На праздник рождества они заявились к ним в дом втроем: книжник Ганс, Фриц с цветами и «шоколадный Вилли»; были чрезвычайно вежливы, сделали все, чтобы демонстративный уход из гостиной ее отца не был таким шокирующим, но все же вели себя словно те самые тетерева на току, только что хвосты не пушили.
…Блас вернулся, снова оценивающе оглядел Кристу, словно бы раздевал ее, попросил официанта принести еще одну бутылку вина и сказал, что в «Лас пачолас» столик зарезервирован, сначала выпьем здесь, потом прокатимся на экипаже по старой Севилье, а после отправимся на ужин; кстати, там прекрасные фламенко, значительно лучше мадридских, послушаем песни Андалусии, они здесь совершенно особые.
— О, как прекрасно! Спасибо! — откликнулась Криста.
— Вы в первый раз на пенинсуле? — спросил Блас.
— Да.
— Интересно?
— Конечно.
— Что успели посмотреть в Мадриде?
— Не очень-то много, — ответила Криста, усмехнувшись чему-то. Она ведь не хотела уезжать в Севилью; рядом с Роумэном, в его хирургически чистом доме, а потому, в самом начале, показавшемся ей отстраняюще-холодным, она совершенно неожиданно для себя испытала странное чувство, похожее на незнакомую ей ранее умиротворенность. Будучи человеком сильным, очень самостным, не играющим, он позволил ей ощутить спокойствие рядом с ним, то спокойствие, какого она не знала с той поры, как гестапо забрало отца и маму.

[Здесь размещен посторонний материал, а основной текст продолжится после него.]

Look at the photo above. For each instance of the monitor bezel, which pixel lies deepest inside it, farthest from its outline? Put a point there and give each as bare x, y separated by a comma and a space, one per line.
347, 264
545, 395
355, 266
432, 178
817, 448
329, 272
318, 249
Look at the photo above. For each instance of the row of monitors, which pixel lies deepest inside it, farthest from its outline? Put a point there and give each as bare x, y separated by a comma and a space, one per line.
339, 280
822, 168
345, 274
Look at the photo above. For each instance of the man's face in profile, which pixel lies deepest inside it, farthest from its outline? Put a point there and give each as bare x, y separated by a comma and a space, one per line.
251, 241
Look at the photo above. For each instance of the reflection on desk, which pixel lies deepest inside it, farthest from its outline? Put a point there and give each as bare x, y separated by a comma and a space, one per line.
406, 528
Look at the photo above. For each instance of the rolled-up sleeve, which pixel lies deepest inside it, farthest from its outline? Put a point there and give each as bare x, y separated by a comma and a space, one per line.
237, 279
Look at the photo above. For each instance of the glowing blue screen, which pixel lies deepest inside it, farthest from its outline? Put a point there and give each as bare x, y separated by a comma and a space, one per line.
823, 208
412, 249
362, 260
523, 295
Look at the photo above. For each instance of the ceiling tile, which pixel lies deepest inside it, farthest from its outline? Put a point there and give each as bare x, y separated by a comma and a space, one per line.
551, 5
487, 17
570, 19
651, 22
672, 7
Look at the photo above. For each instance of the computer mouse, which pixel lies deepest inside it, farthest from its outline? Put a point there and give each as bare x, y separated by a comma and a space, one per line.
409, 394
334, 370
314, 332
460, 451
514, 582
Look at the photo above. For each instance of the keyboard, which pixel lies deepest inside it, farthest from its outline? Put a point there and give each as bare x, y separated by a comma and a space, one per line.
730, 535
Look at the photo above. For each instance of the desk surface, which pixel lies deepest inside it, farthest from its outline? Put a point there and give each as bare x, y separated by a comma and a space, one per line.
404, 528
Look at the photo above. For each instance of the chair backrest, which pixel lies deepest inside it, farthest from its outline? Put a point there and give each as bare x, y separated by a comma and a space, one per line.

Она убеждала себя, что все это выдумка, она на работе, никаких сантиментов, это мешает делу, расслабляет, дает простор для иллюзий, она говорила себе, что все происходящее — актерское «приспособление», просто надо придумать себе эту умиротворенность, чтобы сподручнее было делать то дело, которое ей поручено, но чем дальше, тем явственнее она понимала, что ощущение, родившееся в ней, не есть приспособление для более точного исполнения той роли, которая была для нее написана, но самое истинное чувство, ранее ей незнакомое.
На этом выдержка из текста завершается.